Maryland DUI Penalties

Maryland DUI penalties

The Maryland DUI penalties vary depending on the type of charge and driver’s record. If charged with DUI in Maryland, it is advised to hire a DUI lawyer. A DUI defense lawyer can provide valuable legal and practical guidance. Making decisions after a DUI can have a negative impact on your freedom as well as your ability to drive.

In Maryland, there are two different types of penalties one can face, they include:

  1. Administrative penalties imposed by the Maryland MVA; and
  2. Criminal penalties imposed by the Courts.

What is a DUI in Maryland?

DUI stands for “driving while under the influence.” A driver can be charged with DUI

If you’ve been charged with DUI or DWI in Maryland, contact attorney Randolph Rice at 410.288.2900 to discuss your case and how he can help.

Why have I been charged with so many counts of DUI?

If arrested for DUI or DWI in Maryland, the police officer will typically write tickets for numerous violations under the Maryland DUI laws. Those may include:

  1. 21-902 (a)(1);
  2. 21-902 (a)(2);
  3. 21-902 (a)(3);
  4. 21-902 (b)(1);
  5. 21-902 (b)(2);
  6. 21-902 (c)(1);
  7. 21-902 (c)(3);
  8. 21-902 (d)(1);
  9. 21-902 (d)(2); and
  10. 21-902.1.

The police officer does this because they want to protect the case in the event the State cannot prove the more serious violations. Thus, if the State cannot prove the DUI, maybe they can prove that you were driving while impaired.

Driving While Impaired by Drugs or Drugs and Alcohol

Maryland Transportation Article 21-902 (c)(1) holds that it is a crime to driving while impaired by drugs or drugs and alcohol. Driving while impaired is not a scientific value. This is something that can be determined by a Judge or Jury based on a driver’s ability to control a vehicle or signs of impairment if pulled over and tested.

What is a DWI in Maryland?

DWI stands for driving while impaired by alcohol or drugs or drugs and alcohol.

Different Maryland DUI Penalties

Depending if this is a first time DUI or subsequent DUI charge, the penalties vary in Maryland. The penalties can also increase if at the time of the DUI arrest, there was a minor in the vehicle.

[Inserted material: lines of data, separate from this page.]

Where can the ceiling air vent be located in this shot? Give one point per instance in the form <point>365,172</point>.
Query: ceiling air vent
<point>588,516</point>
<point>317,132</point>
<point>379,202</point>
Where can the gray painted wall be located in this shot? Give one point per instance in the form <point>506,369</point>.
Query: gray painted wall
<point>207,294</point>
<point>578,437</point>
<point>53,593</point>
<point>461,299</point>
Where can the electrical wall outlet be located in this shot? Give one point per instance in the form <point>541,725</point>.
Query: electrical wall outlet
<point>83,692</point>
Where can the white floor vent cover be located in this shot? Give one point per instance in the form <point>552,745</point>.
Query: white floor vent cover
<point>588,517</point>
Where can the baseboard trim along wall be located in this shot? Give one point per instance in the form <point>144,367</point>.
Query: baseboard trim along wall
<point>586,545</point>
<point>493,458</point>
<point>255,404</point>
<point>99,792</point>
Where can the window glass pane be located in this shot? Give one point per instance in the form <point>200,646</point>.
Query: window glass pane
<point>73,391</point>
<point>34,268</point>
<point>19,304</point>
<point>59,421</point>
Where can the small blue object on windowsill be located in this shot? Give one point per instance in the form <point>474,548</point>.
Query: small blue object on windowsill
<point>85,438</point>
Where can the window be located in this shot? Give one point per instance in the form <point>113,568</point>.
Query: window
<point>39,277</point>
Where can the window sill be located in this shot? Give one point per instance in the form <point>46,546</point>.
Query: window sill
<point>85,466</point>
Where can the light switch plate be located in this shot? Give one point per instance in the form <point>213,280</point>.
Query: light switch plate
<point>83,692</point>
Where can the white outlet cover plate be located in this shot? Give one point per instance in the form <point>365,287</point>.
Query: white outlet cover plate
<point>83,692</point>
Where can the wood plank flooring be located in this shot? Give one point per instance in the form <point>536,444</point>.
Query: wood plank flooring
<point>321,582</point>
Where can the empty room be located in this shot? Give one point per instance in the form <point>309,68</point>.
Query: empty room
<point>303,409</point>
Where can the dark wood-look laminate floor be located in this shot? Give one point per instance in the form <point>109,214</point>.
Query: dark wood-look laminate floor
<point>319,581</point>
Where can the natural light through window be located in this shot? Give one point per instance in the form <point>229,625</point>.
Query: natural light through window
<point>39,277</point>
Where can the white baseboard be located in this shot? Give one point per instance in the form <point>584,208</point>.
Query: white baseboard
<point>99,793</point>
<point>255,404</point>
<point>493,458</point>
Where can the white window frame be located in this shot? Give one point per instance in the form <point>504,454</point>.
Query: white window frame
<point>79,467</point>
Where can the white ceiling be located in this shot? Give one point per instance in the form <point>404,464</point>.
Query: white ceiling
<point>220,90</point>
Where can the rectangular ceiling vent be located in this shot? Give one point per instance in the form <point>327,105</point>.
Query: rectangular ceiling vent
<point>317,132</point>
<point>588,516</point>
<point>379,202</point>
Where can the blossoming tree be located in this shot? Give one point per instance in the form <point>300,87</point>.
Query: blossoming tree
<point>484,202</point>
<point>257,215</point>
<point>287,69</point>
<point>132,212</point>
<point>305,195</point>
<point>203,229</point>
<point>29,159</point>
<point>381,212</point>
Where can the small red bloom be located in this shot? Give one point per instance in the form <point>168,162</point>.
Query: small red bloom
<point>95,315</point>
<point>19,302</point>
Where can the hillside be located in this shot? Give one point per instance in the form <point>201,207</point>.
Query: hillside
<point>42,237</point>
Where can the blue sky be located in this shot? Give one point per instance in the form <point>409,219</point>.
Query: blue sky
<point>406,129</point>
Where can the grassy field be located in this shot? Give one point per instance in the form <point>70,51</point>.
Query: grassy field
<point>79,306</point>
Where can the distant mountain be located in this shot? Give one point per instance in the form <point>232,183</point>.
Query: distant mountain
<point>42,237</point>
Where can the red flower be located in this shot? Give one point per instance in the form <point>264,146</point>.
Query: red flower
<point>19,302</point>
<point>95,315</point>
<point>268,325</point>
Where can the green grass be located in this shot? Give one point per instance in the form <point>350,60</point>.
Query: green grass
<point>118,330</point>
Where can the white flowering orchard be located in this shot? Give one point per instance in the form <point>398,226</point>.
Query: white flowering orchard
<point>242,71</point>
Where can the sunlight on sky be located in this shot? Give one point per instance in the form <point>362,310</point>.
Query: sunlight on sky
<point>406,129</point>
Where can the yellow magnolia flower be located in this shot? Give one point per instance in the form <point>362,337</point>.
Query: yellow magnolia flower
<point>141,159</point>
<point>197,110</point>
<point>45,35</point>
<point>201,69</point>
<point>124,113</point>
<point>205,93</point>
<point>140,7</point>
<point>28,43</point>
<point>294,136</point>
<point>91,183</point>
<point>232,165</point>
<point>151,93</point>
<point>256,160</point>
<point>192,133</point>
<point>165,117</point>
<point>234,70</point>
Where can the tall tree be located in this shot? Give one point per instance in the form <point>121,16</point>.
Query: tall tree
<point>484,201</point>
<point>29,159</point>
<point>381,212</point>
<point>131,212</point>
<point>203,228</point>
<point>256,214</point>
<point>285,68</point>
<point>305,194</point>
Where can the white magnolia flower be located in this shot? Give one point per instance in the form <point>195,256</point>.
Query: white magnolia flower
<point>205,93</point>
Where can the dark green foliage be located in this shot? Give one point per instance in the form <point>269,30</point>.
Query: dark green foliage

Breakdown of the DUI and DWI Penalties in Maryland by Statute

21-902 (a)(1) – Driving While Under the Influence of Alcohol

  • 1st offense: ” shall be subject to a fine of not more than $1,000, or imprisonment for not more than 1 year, or both.”
  • 2nd offense: “shall be subject to a fine of not more than $2,000, or imprisonment for not more than 2 years, or both.”
  • 3rd or subsequent offense: “shall be subject to a fine of not more than $3,000, or imprisonment for not more than 3 years, or both.”

21-902 (a)(2) – Driving While Under the Influence of Alcohol Per Se

  • 1st offense: ” shall be subject to a fine of not more than $1,000, or imprisonment for not more than 1 year, or both.”
  • 2nd offense: “shall be subject to a fine of not more than $2,000, or imprisonment for not more than 2 years, or both.”
  • 3rd or subsequent offense: “shall be subject to a fine of not more than $3,000, or imprisonment for not more than 3 years, or both.”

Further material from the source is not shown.